This year I am planning on making Gingerbread houses & cookies
Here is a tried and tested recipe that I find makes the best dough
Gingerbread House Recipe
1/3 cup soft shortening
1 cup brown sugar, packed
1-1/2 cups dark molasses
2/3 cup cold water
7 cups flour
2 tsps. Baking soda
1 tsp. salt
1 tsp. allspice
1 tsp. ginger
1 tsp. ground cloves
1 tsp. cinnamon
- Cream the shortening and sugar in a large stand mixer.
- Add the eggs one at a time, beating until fluffy.
- Add the molasses, salt, soda, ginger, and cinnamon.
- Mix completely. Add the flour, one cup at a time.
- The dough will become very stiff, and the bowl will be quite full.
- Once the flour is incorporated, turn the mixer off. It is a very stiff dough, and the object is to incorporate the flour, nothing more.
- Roll dough to a generous 1/8” thickness directly on a lightly greased cookie sheet.
- Trace around paper stencils (available for publication) to cut out the walls and roof of a gingerbread house.
- Lift away the excess dough on the cookie sheet with a spatula or knife.
- Be sure to leave some space between the pieces—the dough does expand while baking.
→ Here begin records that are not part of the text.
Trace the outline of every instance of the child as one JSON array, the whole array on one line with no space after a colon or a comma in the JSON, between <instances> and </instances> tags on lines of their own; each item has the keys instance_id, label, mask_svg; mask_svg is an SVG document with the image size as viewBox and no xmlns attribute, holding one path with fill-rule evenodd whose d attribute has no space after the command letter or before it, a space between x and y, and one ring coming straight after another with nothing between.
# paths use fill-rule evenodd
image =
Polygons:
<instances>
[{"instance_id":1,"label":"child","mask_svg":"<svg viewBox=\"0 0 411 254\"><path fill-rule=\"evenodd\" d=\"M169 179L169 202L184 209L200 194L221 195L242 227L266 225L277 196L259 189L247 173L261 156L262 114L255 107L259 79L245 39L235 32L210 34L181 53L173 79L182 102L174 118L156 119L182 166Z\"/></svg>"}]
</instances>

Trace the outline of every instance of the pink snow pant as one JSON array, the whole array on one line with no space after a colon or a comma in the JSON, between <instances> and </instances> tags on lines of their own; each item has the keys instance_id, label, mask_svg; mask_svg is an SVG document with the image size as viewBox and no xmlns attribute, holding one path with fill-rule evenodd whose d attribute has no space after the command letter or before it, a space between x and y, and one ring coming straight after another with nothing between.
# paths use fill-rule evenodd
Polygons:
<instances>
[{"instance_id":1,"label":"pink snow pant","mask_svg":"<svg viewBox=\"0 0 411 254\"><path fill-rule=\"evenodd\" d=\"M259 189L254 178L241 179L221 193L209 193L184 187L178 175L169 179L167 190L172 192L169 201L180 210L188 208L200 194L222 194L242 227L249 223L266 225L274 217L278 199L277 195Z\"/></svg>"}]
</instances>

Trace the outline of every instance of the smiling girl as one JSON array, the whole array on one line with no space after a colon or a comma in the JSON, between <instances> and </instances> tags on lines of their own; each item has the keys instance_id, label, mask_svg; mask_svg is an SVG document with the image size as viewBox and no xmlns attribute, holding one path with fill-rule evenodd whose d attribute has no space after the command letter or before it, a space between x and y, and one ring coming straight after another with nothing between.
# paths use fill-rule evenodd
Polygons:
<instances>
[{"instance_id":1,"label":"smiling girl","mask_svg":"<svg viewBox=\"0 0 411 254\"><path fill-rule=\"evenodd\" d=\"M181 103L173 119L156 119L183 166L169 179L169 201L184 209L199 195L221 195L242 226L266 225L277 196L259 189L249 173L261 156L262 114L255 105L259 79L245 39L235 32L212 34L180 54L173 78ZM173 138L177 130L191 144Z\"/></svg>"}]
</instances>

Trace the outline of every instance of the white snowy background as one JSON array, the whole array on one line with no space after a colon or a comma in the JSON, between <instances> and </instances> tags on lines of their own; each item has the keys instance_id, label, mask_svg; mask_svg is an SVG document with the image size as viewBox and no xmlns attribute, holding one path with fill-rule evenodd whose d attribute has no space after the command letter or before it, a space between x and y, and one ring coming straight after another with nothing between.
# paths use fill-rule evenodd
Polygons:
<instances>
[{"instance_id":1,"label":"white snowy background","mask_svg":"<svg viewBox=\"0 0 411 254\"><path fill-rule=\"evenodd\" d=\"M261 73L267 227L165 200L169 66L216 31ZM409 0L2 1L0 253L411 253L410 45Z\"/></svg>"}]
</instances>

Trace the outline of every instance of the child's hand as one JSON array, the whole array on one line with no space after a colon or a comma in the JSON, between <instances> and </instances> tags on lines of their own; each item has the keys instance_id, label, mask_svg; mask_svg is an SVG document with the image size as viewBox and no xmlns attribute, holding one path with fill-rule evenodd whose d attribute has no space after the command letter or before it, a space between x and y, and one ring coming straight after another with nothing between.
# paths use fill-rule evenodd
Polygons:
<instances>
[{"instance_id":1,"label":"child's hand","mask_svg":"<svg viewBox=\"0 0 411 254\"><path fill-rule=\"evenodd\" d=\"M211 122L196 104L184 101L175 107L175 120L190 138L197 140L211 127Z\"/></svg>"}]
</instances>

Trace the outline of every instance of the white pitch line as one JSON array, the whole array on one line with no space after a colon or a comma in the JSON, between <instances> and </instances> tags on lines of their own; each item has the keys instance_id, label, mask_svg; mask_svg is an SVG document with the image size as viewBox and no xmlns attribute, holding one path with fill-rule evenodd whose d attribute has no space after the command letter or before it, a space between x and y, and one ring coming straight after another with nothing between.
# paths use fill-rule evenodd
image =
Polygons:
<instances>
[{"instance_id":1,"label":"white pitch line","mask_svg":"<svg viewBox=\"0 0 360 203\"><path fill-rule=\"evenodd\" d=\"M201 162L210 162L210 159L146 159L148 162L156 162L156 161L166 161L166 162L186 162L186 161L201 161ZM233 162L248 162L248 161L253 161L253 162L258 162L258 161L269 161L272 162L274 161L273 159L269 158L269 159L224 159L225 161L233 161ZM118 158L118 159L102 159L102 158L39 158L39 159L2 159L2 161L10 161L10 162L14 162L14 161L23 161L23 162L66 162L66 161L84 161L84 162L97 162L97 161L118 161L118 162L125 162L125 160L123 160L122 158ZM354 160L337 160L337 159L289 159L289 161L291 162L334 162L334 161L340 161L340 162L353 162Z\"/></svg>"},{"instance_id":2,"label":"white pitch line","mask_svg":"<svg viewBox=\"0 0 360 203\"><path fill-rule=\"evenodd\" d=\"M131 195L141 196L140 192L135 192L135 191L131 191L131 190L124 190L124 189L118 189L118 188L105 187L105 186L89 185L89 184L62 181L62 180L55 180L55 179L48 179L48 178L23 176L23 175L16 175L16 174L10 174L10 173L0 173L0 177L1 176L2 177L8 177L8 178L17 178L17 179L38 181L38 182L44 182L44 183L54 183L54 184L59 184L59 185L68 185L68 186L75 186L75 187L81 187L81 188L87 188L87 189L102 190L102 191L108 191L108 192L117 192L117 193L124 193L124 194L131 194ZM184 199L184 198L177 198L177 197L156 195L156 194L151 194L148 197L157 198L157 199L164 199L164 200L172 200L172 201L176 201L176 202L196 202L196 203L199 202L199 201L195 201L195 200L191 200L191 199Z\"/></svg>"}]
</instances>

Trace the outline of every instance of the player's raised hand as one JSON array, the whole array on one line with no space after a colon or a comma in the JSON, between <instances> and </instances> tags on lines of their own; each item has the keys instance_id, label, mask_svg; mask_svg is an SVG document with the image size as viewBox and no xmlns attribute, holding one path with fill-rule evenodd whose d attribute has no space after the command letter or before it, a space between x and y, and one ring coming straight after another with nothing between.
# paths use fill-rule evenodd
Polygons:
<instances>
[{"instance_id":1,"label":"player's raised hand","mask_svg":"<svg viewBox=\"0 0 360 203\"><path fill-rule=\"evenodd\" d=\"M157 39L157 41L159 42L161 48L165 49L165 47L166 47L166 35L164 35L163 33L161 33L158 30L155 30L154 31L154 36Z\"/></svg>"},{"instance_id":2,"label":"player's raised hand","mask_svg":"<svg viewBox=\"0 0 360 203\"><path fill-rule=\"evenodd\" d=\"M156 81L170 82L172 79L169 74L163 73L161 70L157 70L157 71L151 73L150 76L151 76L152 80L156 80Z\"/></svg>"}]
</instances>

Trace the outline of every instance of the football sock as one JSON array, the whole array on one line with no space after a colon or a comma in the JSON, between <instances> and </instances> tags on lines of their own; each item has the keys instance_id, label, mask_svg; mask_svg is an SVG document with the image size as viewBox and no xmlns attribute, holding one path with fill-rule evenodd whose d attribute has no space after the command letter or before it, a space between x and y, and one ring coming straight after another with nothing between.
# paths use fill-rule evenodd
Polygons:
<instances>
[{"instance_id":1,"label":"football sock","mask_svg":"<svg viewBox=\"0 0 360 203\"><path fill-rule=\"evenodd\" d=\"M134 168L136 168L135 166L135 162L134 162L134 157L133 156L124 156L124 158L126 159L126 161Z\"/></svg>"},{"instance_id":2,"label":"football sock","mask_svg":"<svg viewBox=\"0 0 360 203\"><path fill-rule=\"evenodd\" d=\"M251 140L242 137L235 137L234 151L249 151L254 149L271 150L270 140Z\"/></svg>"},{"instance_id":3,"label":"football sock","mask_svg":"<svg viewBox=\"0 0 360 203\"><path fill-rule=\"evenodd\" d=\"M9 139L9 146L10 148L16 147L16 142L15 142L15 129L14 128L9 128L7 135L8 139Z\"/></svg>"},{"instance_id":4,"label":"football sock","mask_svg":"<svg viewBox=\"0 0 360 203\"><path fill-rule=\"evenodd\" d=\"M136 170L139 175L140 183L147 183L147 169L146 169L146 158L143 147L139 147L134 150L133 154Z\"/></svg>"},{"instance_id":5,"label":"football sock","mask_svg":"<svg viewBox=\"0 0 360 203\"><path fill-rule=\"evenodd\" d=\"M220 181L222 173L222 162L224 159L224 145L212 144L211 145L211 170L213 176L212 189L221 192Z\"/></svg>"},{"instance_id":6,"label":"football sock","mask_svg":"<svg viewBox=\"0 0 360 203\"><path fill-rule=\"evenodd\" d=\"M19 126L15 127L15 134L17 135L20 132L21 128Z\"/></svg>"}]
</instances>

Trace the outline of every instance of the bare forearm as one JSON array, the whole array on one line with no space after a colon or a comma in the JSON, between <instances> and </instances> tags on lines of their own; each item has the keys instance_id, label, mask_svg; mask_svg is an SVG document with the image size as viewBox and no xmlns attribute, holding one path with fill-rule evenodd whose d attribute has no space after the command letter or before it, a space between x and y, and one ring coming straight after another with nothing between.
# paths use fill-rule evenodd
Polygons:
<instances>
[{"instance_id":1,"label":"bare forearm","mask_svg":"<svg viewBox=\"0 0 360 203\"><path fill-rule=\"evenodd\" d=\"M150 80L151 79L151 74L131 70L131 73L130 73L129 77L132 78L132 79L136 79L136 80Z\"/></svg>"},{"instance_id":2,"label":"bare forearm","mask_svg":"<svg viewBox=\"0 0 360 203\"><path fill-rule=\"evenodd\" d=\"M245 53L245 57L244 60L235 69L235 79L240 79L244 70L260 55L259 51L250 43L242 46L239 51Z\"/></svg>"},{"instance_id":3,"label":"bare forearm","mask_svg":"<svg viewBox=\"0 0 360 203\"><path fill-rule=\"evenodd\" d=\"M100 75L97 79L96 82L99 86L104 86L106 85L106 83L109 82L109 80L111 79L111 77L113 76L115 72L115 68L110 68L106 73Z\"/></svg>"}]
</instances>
- Bake at 375 degrees for between 10 and 14 minutes.
- Slightly over-baked (short of burning) is better than slightly under-baked as you need rigidity for constructing gingerbread houses.
- Let the cookie pieces cool completely before assembly—even overnight.
- When cooling and storing, do not stack the pieces more than three high. If you do, the pressure will cause warm cookies to cement together.
Operation Gingerbread’s Top 10 Tips:
Tip 1: Buy the cheapest store brand of shortening you can find. Something full of trans-fat goodness. I’m all for getting rid of trans-fats as a general principle. You will get much better performance with the cheap stuff. It’s not like a huge house-shaped cookie is good for you, anyway. Just exercise moderation.
Tip 2: Don’t roll out the dough on the counter and transfer to a cookie sheet to bake. Grease the cookie sheet and roll the dough directly on the pan. Trace around your templates and lift the excess away.
You might have noticed that I didn’t roll directly on the pan. That brings me to…
Tip 3: Especially if you are going to be making multiple houses, roll the dough out on parchment paper. I raid my pastry-chef-mother’s stash of perfectly pre-cut sheets, and each year vow that I should pre-cut a massive stack of my own. They’re really handy.
But the parchment paper slips and slides all over the counter, you say! Fear not...
Tip 4: Simply put a Silpat down on the counter. Put the parchment on top of the Silpat and ta-da, it sticks! Be careful not to get flour under the Silpat, though, or you’ll have to clean everything thoroughly to get it to stick again.